Similarity-Aware Skill Reproduction based on Multi-Representational Learning from Demonstration
Brendan Hertel, S. Reza Ahmadzadeh
TL;DR
The paper tackles the problem of inconsistent skill generalization when relying on a single LfD representation by introducing a similarity-aware multi-representational framework (SAMLfD). It combines multiple representations (LTE, JA, DMP) with a variety of similarity metrics to construct region-based maps that indicate which representation best reproduces a skill under new boundary conditions, and it uses a classifier to infer performance in unseen regions. The approach is validated across three simulated and four real-world tasks, revealing both improvements in generalization and critical insights into metric biases, with implications for selecting representations and similarity measures according to task goals. Overall, SAMLfD enables more robust, interpretable, and user-guided skill generalization in robotics by explicitly comparing representation performance over the generalization space.
Abstract
Learning from Demonstration (LfD) algorithms enable humans to teach new skills to robots through demonstrations. The learned skills can be robustly reproduced from the identical or near boundary conditions (e.g., initial point). However, when generalizing a learned skill over boundary conditions with higher variance, the similarity of the reproductions changes from one boundary condition to another, and a single LfD representation cannot preserve a consistent similarity across a generalization region. We propose a novel similarity-aware framework including multiple LfD representations and a similarity metric that can improve skill generalization by finding reproductions with the highest similarity values for a given boundary condition.

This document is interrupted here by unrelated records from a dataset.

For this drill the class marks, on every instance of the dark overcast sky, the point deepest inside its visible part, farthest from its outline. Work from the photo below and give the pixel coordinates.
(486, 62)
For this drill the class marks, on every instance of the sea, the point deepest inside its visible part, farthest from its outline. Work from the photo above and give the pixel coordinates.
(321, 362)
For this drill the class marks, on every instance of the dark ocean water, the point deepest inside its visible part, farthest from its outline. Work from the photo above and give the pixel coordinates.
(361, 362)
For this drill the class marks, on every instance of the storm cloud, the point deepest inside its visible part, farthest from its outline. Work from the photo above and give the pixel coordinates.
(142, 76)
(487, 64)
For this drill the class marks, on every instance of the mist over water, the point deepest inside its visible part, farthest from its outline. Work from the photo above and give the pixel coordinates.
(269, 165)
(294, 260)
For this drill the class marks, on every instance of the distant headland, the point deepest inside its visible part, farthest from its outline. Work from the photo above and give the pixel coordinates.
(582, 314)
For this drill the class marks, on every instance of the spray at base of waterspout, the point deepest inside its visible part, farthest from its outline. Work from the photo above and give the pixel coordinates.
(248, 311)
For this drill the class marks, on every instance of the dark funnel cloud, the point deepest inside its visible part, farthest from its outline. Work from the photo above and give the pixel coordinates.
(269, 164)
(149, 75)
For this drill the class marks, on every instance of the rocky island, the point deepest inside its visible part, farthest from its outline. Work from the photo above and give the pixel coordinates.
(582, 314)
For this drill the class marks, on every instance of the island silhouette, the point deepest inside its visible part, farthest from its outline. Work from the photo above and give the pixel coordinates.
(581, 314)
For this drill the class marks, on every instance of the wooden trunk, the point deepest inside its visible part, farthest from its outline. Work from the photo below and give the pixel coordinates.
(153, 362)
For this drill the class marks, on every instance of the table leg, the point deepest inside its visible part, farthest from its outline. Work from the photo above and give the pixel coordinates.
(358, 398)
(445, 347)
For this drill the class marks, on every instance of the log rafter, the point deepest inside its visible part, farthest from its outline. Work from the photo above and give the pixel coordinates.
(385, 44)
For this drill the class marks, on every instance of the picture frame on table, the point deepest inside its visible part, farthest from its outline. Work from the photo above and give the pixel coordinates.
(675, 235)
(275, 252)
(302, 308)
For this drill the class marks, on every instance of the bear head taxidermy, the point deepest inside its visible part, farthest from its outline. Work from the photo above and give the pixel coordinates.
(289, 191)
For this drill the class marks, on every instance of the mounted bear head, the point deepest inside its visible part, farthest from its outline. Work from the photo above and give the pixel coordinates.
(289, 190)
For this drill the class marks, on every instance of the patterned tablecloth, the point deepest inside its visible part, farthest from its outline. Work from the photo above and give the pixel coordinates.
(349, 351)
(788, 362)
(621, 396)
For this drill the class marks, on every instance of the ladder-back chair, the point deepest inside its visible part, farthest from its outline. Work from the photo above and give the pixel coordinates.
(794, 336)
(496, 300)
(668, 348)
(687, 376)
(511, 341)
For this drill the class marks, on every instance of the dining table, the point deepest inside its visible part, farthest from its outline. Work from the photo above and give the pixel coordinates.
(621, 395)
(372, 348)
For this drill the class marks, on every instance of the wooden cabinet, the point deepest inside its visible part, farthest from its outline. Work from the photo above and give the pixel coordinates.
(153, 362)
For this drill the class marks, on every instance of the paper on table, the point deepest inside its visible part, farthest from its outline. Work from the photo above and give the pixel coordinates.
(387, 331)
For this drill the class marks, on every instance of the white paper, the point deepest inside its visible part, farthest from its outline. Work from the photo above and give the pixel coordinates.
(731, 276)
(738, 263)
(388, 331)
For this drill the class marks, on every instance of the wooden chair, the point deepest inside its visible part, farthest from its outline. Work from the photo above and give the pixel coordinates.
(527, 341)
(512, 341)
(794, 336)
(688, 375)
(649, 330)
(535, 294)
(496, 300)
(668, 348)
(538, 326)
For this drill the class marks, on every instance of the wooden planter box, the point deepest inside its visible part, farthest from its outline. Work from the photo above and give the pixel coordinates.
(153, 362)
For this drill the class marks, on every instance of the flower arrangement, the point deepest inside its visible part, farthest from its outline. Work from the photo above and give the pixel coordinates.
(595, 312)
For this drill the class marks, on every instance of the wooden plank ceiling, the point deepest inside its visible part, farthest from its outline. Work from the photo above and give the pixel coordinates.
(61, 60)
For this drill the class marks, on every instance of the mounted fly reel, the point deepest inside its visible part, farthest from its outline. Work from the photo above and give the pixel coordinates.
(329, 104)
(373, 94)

Given a demonstration of the skill, our framework constructs a similarity region around a point of interest (e.g., initial point) by evaluating individual LfD representations using the similarity metric. Any point within this volume corresponds to a representation that reproduces the skill with the greatest similarity. We validate our multi-representational framework in three simulated and four sets of real-world experiments using a physical 6-DOF robot. We also evaluate 11 different similarity metrics and categorize them according to their biases in 286 simulated experiments.